Line lists in separate files

It is normally more flexible to work with assigned lines in an external file for larger fits as only limited editing is possible in the line list window. External files are text files, normally with a .lin or .obs extension, and will accept a wide variety of directives and formats in addition to the line list as displayed in the line window. Directives allow more control over the fit; for example, a "stop" directive will cause the rest of the file to be ignored, allowing fits to part of the data, and a "Units" directive allows the units to be set for the following lines allowing, say, data from microwave and infra-red spectra to be combined. For more details see Combined and Multi-State Fits and the Line List Input File Format. A custom text editor, the Tabslave Editor, is distributed with PGOPHER which has been specially designed for editing these files. See Fitting example - the A-X transition in C3 for a worked example in line position fitting involving two overlapping transitions, which demonstrates the process, and why it might be useful. The procedure below describes how to generate a basic version of the file from the line list window.

To set the file:

Either:

Press

and select "Save to File" to save the current line list to a file. Any of the formats presented will work in simple cases; see the discussion in Multiple State Fitting example - the A-X transition in C3 for more information on the possibilities. Use "Branch" or "Simple" format for straightforward applications.

or (to set a previously generated file):

Go to the log window(View, Log).
Press the button and browse to the file (or where you would like the file to be created). This will put the file name in the observations file name window. (The file name should typically end in .lin or .obs).
Press the Edit Button . If the file does not exist you will be asked if you want to create it. If the Slave Editor is set up correctly, this should start.

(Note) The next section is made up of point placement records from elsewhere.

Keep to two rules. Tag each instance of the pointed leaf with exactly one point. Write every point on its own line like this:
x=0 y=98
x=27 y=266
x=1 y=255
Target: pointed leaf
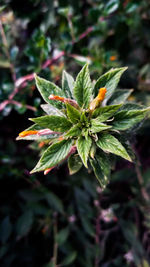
x=120 y=96
x=83 y=147
x=97 y=126
x=72 y=113
x=83 y=88
x=46 y=88
x=74 y=164
x=54 y=123
x=126 y=119
x=109 y=80
x=53 y=155
x=51 y=110
x=109 y=143
x=67 y=84
x=104 y=113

To add observations to the file:

Use "More, Copy Branch Table", "More, Copy Simple Format" or the copy button(

in the line list window)to put your assignments onto the clipboard. These produce different text formats, and one of the first two is likely to be easier to work with.

Paste the assignments into your observations (.lin) file, and save it.

To use this file, rather than lines in the line position window:

Use the Fit Button

in the log window, rather than the line list window. If the Slave Editor is in use, then the contents of all slave editors are saved before starting the fit. Note that if a slave editor is unable to save a file that has been modified then the fit will not start and the slave window will come to the front or flash.

Assignments are best added to the external file by copying and pasting from the line list window.